My great-great-grandfather told me this story of when he was in his late teens, back in 1896. It was Sunday night, a night for church. The old brown church was about five miles through the woods by wagon, so they always took along a basket of food to eat on the way. Only him and his brother were going to church. They had to start out about five o'clock for the seven o'clock services. So off they went after their mother had packed their food. As they approached the church they could see nobody else around. When they went in the oil lamps hadn't been lit, and the stove was still cold. There wasn't no church that night.

As they were walking home on the old road, they were wondering why there hadn't been church. Behind them they could hear someone riding up the road on horseback. The hoof beats came closer and closer. They stepped on each side of the road, but the horse never passed, just the sound. They looked at each other in the moonlight, stepped into the road, and didn't stop running until they hit Blue Ridge, which is about two miles from where they started. They could never figure out what mysterious rider rode past them that night.


THE DEATH STAIRCASE

My grandmother also told me this story of a big white house in Plad. The oldest thing in this house is a long, curving staircase. They moved there on a clear spring day in about 1903. The house had a sense of a cool breeze down the staircase, but they didn't think much about this. That night they went to bed early. Then about midnight there came a thud at the top of the stairs and it ended at the bottom of the staircase. Everyone got up to see if someone had fell. It was unexplainable.
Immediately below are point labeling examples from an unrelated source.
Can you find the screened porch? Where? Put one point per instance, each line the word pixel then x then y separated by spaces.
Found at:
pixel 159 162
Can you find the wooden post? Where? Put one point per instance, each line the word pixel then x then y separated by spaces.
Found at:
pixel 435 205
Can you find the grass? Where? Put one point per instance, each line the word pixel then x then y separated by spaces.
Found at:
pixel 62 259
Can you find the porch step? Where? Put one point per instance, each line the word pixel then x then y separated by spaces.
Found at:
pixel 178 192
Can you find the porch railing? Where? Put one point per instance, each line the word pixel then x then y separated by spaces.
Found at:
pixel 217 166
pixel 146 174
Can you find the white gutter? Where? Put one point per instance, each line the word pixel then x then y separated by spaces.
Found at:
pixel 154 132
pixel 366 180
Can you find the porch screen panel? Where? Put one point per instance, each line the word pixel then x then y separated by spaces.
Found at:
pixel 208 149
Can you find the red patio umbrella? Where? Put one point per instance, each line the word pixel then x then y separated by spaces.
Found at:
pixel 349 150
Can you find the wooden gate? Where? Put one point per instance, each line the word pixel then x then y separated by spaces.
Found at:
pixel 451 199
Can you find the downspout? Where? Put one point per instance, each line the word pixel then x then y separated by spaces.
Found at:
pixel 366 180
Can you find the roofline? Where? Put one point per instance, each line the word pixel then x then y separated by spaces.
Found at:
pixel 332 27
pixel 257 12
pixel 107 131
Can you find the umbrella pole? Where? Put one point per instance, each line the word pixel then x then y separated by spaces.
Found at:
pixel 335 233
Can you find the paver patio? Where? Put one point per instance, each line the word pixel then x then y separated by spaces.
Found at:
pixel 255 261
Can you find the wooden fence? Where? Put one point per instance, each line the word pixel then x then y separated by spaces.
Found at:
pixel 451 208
The next night the same thing happened. It was repeated the following night, only on the third night everyone gathered around the bottom to wait and watch. So as midnight approached, they heard it at the top. What was it coming down those stairs? They didn't see anything. They could feel a cool breeze coming down until it hit the bottom.
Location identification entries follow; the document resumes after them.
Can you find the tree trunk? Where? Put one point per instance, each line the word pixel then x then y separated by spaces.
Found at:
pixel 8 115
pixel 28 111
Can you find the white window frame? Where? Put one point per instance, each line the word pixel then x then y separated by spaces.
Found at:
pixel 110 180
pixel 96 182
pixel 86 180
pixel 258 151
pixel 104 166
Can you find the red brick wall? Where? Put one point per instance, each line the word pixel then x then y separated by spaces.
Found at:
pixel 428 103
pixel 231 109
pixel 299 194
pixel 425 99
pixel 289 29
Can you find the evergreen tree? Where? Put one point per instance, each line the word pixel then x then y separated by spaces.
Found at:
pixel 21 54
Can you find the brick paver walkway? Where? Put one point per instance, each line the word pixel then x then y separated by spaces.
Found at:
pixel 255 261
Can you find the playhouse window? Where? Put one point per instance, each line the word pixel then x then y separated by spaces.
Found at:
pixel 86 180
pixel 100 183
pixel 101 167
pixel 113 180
The following day they went to the former owner and told him of the happening. The owner explained that it had been happening for a year now. "About a year ago last month," he began to explain, "there was a young boy about nineteen who ended his life on that staircase." So could it have been the boy, for this phenomenon was never cleared up. To my grandmother's knowledge that ghost is still jumping off that staircase.


WOMAN IN WHITE

An older friend of mine who lives near Houston, Missouri, tells this story. A neighbor's wife was in heavy labor with their first child when he and the neighbor went for a doctor. As they were traveling down the road they saw a woman dressed in white carrying a baby. The neighbor said, "We should turn back, my wife has died." When they arrived back at the cabin the woman was dead. They were told the woman had died at the exact time they had seen the woman dressed in white.